Виктор Линник| опубликовано в номере №1448, сентябрь 1987
  • В закладки
  • Вставить в блог

Рассказ

Пичугин, плотно сбитый, кряжистый, лет пятидесяти, когда-то огненно-рыжий, а теперь цвета окисленной меди подбитой сединой, угрюмо сосредоточенный, что все чаще бывало с ним в последнее время, медленно, казалось, даже с натугой отворил дверь в конторский предбанник. В ответ на привычно игривое, со стрельбой глазами «Доброе утро, Ван Ваныч!» секретарши Ирэны Пичугин, не глядя, коротко и хрипло бросил «Привет», глухо кашлянул, на ходу разминая толстыми пальцами сигарету, и, слегка косолапя, прошел прямо в пальто к себе в кабинет, воздержавшись от обычных комплиментов Ирэниной пышной красоте, томившейся от вынужденного восьмичасового простоя на работе. Наметанным за два года сидения, при начальстве глазом секретарша углядела, что лицо Пичугина, обычно пунцово-красное, с темневшими нa нем крупными веснушками, на сей раз было бледным, морщины на лбу и возле глаз вдавлены сильнее, чем всегда. «Господи, неужели снимают?» — испуганно подумала она, задавая себе вопрос, который вот уже несколько месяцев подряд мусолила в курилках вся вазовская шоферня.

Пичугин, лет шесть сидевший на хлопотной, но благодарной должности заведующего трестовской автобазой, слыхал об этих разговорах — верные люди держали в курсе, недобро усмехался, но сам ответа не знал. В кабинете он бросил пальто на одно из обтянутых коричневым кожзаменителем кресел — финский гарнитур, предназначавшийся высокому начальству, помогли достать в свое время приятели из облснаба, сделавшие выбраковку «в связи с повреждениями при транспортировке». Разумеется, за мзду. Пичугин жадно затянулся кислым, едким дымом, машинально пододвигая к себе латунную пепельницу, привезенную из Индии в качестве сувенира кем-то из знакомых. Настроение было ни к черту, под стать зарядившему, кажется, всерьез и надолго дождику за окном. Всю жизнь спавший, как младенец, Пичугин стал страдать от бессонницы, вставал по ночам, чертыхаясь, курил на кухне, шуршал газетами. Сегодня, далеко за полночь, он достал початую бутылку коньяка, плеснул себе в чашку, выпил.

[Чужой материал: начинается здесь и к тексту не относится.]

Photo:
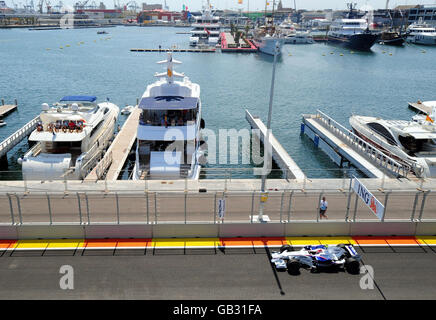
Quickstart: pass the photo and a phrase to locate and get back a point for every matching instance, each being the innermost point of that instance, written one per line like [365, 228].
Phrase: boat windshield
[168, 117]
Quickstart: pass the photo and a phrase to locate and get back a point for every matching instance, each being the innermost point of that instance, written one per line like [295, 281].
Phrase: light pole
[267, 157]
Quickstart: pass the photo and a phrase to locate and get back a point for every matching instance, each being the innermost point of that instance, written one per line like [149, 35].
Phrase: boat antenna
[170, 74]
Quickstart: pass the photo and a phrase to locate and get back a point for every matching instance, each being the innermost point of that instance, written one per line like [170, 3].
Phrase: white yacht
[206, 28]
[267, 37]
[299, 37]
[351, 32]
[421, 33]
[168, 138]
[69, 139]
[410, 142]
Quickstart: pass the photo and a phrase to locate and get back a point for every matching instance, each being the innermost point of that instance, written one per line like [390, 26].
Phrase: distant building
[425, 12]
[148, 7]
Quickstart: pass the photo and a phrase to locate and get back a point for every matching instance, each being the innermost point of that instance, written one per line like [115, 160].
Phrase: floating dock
[228, 44]
[279, 154]
[204, 50]
[421, 107]
[5, 109]
[115, 157]
[342, 146]
[14, 139]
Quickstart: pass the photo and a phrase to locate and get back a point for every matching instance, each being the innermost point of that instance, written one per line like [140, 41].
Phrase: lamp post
[267, 157]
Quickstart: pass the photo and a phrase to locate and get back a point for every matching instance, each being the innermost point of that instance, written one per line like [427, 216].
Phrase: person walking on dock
[323, 208]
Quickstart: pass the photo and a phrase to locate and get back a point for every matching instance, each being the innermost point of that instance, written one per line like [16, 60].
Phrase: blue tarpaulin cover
[168, 103]
[79, 98]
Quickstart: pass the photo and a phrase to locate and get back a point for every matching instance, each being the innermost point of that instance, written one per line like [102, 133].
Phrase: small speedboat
[127, 110]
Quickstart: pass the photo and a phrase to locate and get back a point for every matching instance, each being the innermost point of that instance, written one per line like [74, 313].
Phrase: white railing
[362, 147]
[17, 136]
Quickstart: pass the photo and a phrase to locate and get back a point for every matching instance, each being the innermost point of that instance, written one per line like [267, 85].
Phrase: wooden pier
[421, 107]
[115, 157]
[279, 154]
[228, 44]
[202, 50]
[5, 109]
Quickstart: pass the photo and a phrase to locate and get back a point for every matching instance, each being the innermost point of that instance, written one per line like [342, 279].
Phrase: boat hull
[268, 45]
[361, 41]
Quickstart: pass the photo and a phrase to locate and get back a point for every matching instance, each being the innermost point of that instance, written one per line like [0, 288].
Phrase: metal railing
[361, 146]
[17, 136]
[286, 206]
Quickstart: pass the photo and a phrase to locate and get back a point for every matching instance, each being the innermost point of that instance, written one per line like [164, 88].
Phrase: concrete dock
[421, 107]
[279, 154]
[115, 157]
[340, 144]
[228, 44]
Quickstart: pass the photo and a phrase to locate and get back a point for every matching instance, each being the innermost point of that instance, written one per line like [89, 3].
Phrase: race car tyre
[285, 247]
[352, 266]
[293, 267]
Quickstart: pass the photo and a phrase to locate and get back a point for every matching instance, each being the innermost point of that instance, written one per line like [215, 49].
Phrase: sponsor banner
[368, 198]
[221, 208]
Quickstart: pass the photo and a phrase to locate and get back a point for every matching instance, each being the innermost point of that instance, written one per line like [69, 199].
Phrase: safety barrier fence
[216, 207]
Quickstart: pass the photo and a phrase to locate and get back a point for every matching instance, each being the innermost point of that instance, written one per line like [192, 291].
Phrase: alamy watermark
[66, 282]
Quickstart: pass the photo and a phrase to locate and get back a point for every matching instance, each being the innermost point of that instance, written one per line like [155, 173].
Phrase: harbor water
[43, 66]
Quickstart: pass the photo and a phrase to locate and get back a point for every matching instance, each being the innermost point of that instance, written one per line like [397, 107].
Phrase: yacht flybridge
[168, 138]
[69, 139]
[206, 28]
[412, 142]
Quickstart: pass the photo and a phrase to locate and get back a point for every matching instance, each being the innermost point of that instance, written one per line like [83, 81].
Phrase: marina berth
[267, 37]
[69, 138]
[206, 28]
[409, 142]
[168, 136]
[351, 32]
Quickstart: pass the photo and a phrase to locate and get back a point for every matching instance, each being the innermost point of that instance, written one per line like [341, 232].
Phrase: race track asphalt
[404, 272]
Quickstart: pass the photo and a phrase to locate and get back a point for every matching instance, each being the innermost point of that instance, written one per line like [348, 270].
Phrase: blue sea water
[34, 69]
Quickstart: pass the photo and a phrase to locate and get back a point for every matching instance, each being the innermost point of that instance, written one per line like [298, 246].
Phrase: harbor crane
[80, 5]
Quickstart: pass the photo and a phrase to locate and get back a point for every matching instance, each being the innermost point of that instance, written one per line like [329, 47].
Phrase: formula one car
[316, 258]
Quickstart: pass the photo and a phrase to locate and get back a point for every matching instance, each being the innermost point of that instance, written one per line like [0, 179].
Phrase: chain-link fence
[203, 207]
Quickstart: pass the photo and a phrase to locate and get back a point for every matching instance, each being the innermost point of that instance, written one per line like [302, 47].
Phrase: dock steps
[15, 138]
[279, 154]
[115, 157]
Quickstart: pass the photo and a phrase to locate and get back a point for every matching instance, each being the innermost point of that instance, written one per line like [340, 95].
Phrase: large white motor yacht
[206, 28]
[421, 33]
[69, 139]
[168, 138]
[411, 142]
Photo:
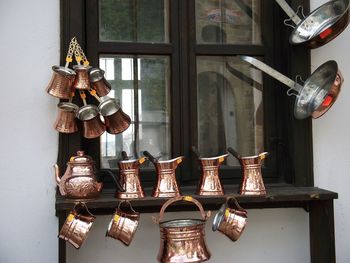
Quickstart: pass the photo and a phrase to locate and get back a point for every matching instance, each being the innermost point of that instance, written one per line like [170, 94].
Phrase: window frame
[291, 140]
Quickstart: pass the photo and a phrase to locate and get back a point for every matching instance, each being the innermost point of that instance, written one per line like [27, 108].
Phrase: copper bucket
[230, 220]
[93, 127]
[66, 121]
[130, 179]
[82, 79]
[99, 83]
[210, 183]
[182, 240]
[116, 120]
[77, 226]
[123, 224]
[60, 85]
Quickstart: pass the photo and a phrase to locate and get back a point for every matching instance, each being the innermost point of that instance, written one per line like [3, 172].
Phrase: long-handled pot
[321, 26]
[318, 93]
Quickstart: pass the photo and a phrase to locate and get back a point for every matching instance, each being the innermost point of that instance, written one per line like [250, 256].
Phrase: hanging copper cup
[82, 79]
[99, 83]
[230, 220]
[116, 120]
[252, 183]
[166, 185]
[77, 225]
[66, 118]
[60, 85]
[123, 224]
[92, 126]
[182, 240]
[130, 179]
[210, 183]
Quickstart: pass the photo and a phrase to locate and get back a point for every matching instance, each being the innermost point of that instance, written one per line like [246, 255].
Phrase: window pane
[144, 96]
[228, 22]
[134, 20]
[230, 107]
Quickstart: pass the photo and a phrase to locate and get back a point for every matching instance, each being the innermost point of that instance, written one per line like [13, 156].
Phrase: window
[173, 65]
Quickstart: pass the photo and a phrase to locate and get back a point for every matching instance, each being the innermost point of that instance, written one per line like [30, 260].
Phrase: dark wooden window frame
[289, 140]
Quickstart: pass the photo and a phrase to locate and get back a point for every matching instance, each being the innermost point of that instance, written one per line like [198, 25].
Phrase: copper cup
[82, 79]
[123, 224]
[210, 183]
[99, 83]
[66, 121]
[60, 85]
[116, 120]
[77, 226]
[93, 127]
[230, 220]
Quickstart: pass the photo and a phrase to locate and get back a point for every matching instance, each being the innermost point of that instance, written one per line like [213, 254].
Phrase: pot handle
[181, 198]
[114, 177]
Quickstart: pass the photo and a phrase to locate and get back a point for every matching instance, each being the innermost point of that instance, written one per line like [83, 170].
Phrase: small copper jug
[60, 85]
[123, 224]
[230, 220]
[116, 120]
[166, 185]
[182, 240]
[210, 183]
[99, 83]
[129, 178]
[77, 225]
[252, 183]
[66, 119]
[82, 79]
[92, 126]
[79, 180]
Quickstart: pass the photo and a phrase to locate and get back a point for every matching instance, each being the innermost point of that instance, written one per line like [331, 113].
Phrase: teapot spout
[57, 174]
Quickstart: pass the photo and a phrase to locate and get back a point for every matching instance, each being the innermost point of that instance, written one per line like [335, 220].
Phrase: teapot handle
[115, 178]
[179, 198]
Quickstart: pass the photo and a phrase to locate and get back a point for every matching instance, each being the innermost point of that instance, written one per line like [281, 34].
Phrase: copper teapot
[80, 180]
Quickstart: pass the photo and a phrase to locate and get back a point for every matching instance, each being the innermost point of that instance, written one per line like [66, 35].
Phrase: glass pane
[144, 96]
[230, 107]
[228, 21]
[134, 20]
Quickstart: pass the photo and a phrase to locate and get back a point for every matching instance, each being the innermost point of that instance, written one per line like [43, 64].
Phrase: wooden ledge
[277, 197]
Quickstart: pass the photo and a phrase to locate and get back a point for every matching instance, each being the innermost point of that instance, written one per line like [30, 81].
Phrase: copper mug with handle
[230, 220]
[77, 225]
[123, 225]
[182, 240]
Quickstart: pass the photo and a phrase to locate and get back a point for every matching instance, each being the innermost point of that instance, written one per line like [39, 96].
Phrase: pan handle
[181, 198]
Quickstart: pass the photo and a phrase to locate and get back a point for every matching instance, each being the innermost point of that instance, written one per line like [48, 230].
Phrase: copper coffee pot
[182, 240]
[129, 178]
[252, 183]
[166, 185]
[210, 183]
[80, 180]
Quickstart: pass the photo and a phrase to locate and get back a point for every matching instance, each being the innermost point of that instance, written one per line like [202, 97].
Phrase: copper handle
[181, 198]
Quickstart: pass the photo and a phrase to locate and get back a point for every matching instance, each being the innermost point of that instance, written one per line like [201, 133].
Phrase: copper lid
[81, 158]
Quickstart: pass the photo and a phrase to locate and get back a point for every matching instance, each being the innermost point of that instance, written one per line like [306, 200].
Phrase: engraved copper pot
[77, 226]
[230, 220]
[182, 240]
[129, 179]
[92, 126]
[82, 78]
[79, 180]
[166, 185]
[116, 120]
[66, 119]
[210, 183]
[99, 83]
[60, 85]
[123, 224]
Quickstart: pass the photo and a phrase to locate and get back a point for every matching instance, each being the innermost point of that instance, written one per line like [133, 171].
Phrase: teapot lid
[81, 158]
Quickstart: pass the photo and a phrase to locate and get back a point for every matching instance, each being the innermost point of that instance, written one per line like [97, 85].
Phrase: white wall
[29, 45]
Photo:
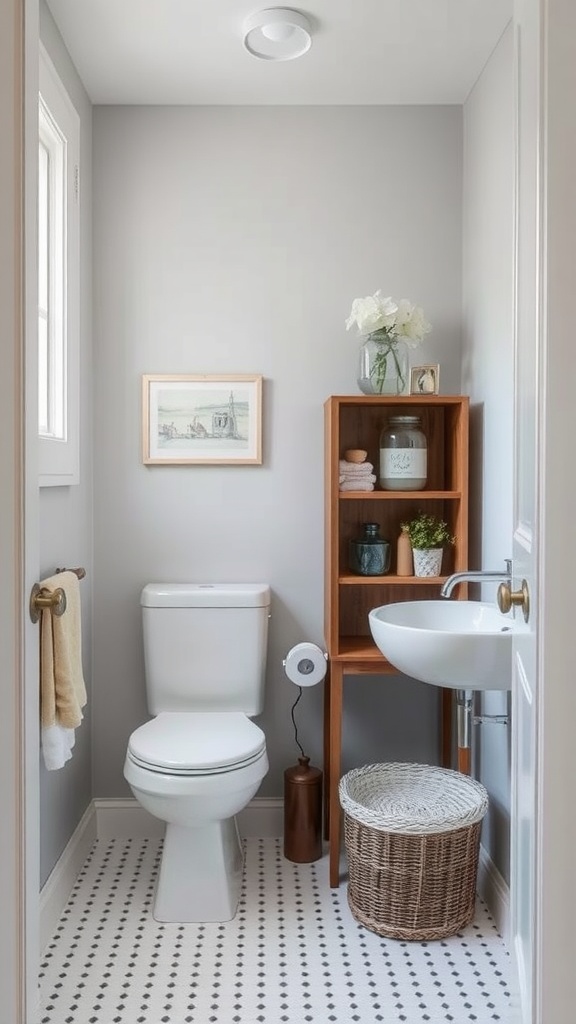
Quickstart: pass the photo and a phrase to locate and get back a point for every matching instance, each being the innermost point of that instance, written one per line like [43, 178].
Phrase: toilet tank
[205, 646]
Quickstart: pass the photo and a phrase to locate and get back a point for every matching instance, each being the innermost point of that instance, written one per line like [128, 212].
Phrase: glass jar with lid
[370, 554]
[403, 455]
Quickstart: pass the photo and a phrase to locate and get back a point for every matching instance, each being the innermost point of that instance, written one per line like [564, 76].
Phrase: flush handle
[508, 598]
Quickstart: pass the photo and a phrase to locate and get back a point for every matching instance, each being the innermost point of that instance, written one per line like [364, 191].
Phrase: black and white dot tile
[293, 954]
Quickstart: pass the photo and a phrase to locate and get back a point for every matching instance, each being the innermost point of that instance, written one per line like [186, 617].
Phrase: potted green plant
[428, 536]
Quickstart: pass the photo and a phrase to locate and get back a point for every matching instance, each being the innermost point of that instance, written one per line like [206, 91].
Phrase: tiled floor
[292, 954]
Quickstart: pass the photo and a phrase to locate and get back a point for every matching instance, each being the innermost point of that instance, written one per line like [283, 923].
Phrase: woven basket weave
[412, 838]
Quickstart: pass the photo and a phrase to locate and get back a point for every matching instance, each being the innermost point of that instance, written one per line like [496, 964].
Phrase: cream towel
[63, 691]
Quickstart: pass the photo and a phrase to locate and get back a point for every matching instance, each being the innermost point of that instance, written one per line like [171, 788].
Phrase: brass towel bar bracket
[54, 600]
[39, 599]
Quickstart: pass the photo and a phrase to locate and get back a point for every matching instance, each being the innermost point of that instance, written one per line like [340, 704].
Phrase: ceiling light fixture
[277, 34]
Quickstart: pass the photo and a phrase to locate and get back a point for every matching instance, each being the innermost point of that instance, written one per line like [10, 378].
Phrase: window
[58, 299]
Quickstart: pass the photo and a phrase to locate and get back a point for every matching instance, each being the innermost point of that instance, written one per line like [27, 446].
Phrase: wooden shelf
[356, 422]
[389, 496]
[350, 580]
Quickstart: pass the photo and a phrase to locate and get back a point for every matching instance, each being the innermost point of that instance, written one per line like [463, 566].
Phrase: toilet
[201, 759]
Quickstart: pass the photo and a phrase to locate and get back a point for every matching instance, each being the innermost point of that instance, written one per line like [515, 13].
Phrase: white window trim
[59, 458]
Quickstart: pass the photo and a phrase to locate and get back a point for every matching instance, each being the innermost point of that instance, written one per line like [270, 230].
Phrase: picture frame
[202, 419]
[424, 380]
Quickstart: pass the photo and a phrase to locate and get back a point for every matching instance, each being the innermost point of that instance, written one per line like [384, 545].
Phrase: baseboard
[124, 818]
[495, 893]
[62, 880]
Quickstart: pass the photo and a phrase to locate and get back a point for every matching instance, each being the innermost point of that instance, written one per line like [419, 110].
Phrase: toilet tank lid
[205, 595]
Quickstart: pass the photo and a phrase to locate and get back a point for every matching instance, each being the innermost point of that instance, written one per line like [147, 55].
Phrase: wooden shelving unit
[356, 422]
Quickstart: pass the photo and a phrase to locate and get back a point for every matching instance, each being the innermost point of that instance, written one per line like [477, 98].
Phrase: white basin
[461, 644]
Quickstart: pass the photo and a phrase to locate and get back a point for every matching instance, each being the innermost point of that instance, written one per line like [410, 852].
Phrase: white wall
[66, 513]
[234, 240]
[488, 378]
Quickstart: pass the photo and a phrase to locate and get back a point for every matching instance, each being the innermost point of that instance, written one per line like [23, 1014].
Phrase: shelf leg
[327, 775]
[334, 762]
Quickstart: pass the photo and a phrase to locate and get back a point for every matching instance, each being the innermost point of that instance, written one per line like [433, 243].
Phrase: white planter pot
[427, 561]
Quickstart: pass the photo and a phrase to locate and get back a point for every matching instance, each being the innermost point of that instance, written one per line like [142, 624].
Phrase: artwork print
[202, 419]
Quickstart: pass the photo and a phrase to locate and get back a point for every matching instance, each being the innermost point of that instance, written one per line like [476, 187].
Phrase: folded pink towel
[357, 480]
[357, 485]
[355, 468]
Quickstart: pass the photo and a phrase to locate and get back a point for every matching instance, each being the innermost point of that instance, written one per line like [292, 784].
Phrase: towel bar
[41, 599]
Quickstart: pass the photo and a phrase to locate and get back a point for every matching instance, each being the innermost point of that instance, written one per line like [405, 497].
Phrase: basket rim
[406, 798]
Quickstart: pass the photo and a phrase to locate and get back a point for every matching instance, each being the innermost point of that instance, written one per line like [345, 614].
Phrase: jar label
[403, 464]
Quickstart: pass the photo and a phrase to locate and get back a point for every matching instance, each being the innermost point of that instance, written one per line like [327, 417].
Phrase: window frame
[59, 448]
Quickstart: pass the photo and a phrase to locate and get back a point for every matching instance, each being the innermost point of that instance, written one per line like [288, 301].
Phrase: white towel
[63, 691]
[357, 480]
[357, 485]
[56, 745]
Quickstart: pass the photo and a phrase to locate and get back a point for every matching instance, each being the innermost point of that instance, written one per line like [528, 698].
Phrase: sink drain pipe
[464, 722]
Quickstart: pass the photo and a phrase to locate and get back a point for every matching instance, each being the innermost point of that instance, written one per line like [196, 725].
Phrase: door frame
[554, 947]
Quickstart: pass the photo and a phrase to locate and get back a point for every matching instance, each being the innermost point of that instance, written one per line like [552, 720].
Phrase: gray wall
[66, 513]
[488, 378]
[233, 240]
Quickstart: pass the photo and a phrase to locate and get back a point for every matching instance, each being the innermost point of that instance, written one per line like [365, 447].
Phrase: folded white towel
[357, 485]
[357, 480]
[56, 745]
[355, 467]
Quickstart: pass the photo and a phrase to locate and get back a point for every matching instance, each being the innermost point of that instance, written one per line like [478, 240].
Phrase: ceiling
[364, 51]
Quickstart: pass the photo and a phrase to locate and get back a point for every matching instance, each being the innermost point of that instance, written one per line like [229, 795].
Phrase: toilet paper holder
[305, 665]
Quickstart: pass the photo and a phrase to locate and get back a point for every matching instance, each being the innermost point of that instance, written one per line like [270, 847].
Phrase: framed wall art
[424, 380]
[210, 419]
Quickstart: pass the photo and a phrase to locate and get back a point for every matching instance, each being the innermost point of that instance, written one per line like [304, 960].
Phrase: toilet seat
[197, 743]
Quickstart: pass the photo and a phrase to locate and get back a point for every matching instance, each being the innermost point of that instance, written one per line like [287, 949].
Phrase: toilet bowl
[196, 771]
[201, 759]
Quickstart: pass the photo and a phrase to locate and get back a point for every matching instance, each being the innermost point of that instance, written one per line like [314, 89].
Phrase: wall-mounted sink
[459, 644]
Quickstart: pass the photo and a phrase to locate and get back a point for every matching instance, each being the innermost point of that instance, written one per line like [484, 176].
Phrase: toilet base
[200, 873]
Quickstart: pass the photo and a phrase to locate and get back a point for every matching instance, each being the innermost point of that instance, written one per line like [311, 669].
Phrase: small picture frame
[424, 380]
[209, 419]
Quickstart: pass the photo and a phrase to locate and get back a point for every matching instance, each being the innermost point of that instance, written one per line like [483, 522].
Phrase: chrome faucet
[481, 576]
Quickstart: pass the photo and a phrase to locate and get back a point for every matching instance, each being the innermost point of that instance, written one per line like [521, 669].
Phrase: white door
[543, 809]
[525, 545]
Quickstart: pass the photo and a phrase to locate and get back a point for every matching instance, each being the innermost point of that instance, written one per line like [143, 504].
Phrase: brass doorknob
[508, 598]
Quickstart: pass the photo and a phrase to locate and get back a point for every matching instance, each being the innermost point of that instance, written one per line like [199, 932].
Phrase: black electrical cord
[294, 721]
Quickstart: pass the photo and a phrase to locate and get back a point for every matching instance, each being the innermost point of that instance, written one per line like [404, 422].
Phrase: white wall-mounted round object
[277, 34]
[305, 665]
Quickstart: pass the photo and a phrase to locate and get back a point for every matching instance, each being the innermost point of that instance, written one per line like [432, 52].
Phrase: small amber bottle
[404, 560]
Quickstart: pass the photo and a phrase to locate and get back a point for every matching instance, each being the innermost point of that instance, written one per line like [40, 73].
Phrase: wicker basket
[412, 838]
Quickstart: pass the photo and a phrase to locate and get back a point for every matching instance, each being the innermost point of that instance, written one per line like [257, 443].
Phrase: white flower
[410, 324]
[372, 313]
[388, 320]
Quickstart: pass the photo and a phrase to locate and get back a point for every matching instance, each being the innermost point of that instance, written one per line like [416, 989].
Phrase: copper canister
[302, 812]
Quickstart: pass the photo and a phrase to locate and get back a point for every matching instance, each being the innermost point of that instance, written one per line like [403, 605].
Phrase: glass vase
[382, 366]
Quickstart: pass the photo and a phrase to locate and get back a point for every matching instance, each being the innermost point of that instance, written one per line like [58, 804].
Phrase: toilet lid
[182, 741]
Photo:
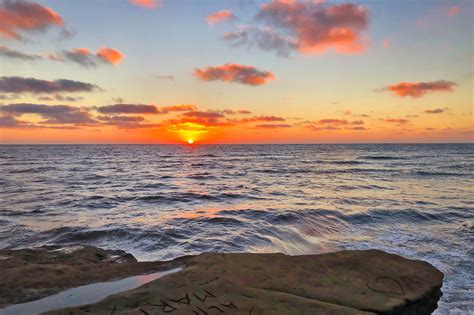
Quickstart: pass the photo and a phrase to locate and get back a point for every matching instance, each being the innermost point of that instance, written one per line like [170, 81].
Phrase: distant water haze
[161, 202]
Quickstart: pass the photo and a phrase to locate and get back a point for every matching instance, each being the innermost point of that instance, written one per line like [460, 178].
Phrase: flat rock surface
[30, 274]
[345, 282]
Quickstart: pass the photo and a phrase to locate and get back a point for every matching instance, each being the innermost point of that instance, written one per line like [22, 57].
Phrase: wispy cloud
[54, 114]
[308, 27]
[237, 73]
[16, 54]
[37, 86]
[220, 16]
[419, 89]
[148, 4]
[128, 109]
[400, 121]
[24, 16]
[86, 58]
[434, 111]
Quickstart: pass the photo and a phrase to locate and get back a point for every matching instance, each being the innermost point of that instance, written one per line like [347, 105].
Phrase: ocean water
[160, 202]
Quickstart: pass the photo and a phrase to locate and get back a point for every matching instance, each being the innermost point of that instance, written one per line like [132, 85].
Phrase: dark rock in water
[345, 282]
[30, 274]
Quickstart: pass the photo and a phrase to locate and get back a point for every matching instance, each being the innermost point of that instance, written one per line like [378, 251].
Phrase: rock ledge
[345, 282]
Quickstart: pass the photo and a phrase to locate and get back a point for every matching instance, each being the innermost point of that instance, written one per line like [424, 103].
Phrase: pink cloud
[273, 126]
[334, 122]
[230, 72]
[220, 16]
[109, 55]
[434, 111]
[400, 121]
[453, 10]
[318, 26]
[148, 4]
[87, 58]
[24, 16]
[418, 89]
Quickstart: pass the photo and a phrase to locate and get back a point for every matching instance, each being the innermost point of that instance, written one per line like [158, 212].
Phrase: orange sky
[264, 72]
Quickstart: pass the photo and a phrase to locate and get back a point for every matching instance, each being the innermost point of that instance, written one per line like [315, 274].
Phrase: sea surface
[160, 202]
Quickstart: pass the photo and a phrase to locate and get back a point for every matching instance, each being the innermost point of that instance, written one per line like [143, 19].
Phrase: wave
[39, 169]
[382, 157]
[191, 197]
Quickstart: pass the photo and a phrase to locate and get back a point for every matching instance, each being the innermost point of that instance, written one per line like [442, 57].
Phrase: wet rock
[30, 274]
[346, 282]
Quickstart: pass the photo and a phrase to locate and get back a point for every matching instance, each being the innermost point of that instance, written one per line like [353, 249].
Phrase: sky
[236, 71]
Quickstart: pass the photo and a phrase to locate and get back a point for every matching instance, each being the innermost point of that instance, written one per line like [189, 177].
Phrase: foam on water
[83, 295]
[160, 202]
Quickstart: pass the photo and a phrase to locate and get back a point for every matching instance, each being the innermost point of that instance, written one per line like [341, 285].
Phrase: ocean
[163, 201]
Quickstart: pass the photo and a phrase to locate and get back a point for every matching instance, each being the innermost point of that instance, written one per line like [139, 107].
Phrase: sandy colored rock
[30, 274]
[346, 282]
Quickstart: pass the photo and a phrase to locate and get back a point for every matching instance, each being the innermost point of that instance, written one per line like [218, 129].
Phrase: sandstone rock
[346, 282]
[29, 274]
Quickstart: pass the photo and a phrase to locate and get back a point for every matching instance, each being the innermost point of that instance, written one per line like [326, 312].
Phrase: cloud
[11, 122]
[148, 4]
[248, 75]
[333, 122]
[54, 114]
[24, 16]
[202, 114]
[273, 126]
[37, 86]
[167, 77]
[126, 122]
[15, 54]
[86, 58]
[434, 111]
[400, 121]
[419, 89]
[177, 108]
[264, 38]
[220, 16]
[453, 10]
[128, 109]
[336, 124]
[121, 118]
[59, 97]
[235, 112]
[259, 119]
[308, 27]
[109, 55]
[357, 128]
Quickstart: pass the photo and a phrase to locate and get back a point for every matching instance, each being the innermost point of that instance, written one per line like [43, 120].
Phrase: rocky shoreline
[345, 282]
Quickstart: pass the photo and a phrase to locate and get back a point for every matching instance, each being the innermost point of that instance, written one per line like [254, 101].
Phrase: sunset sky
[240, 71]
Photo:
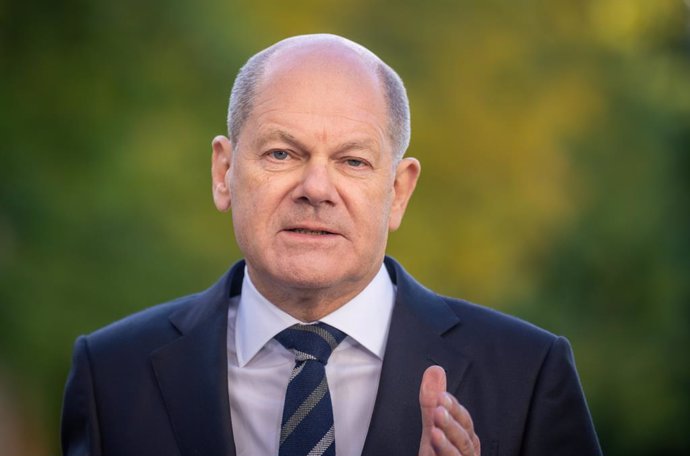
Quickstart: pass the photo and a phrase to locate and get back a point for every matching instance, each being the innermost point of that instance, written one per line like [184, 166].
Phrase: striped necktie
[307, 426]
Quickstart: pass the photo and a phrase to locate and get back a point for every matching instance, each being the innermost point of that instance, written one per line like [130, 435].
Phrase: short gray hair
[244, 92]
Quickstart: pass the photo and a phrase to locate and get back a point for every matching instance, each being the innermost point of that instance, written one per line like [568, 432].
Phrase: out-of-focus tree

Вообще-то с недавних пор Пичугин, сам никогда не отличавшийся тягой к спиртному, но благосклонно взиравший на бесконечные застолья на работе как на неизбежную принадлежность всех праздников и дней рождений сослуживцев, даже внешне круто переменился. Первым почувствовал это на себе начальник колонны Светловидов, любимец Пичугина, черноусый румяный красавец, о способностях которого употреблять любые напитки в неограниченном количестве ходили на базе легенды. Мерой пресечения Пичугин избрал собственный приказ, изданный после ставших ему известными возлияний Светловидова с автобазовскими учетчицами. «Как не учитывающего требований времени, объявившего беспощадную борьбу с зеленым змием, — гремел пичугинским голосом вывешенный на всеобщее обозрение приказ, — Светловидова лишить годовой премии и перевести в водители сроком на три месяца». На базе поняли, что начальство не шутит, и с этим делом сильно попритихли.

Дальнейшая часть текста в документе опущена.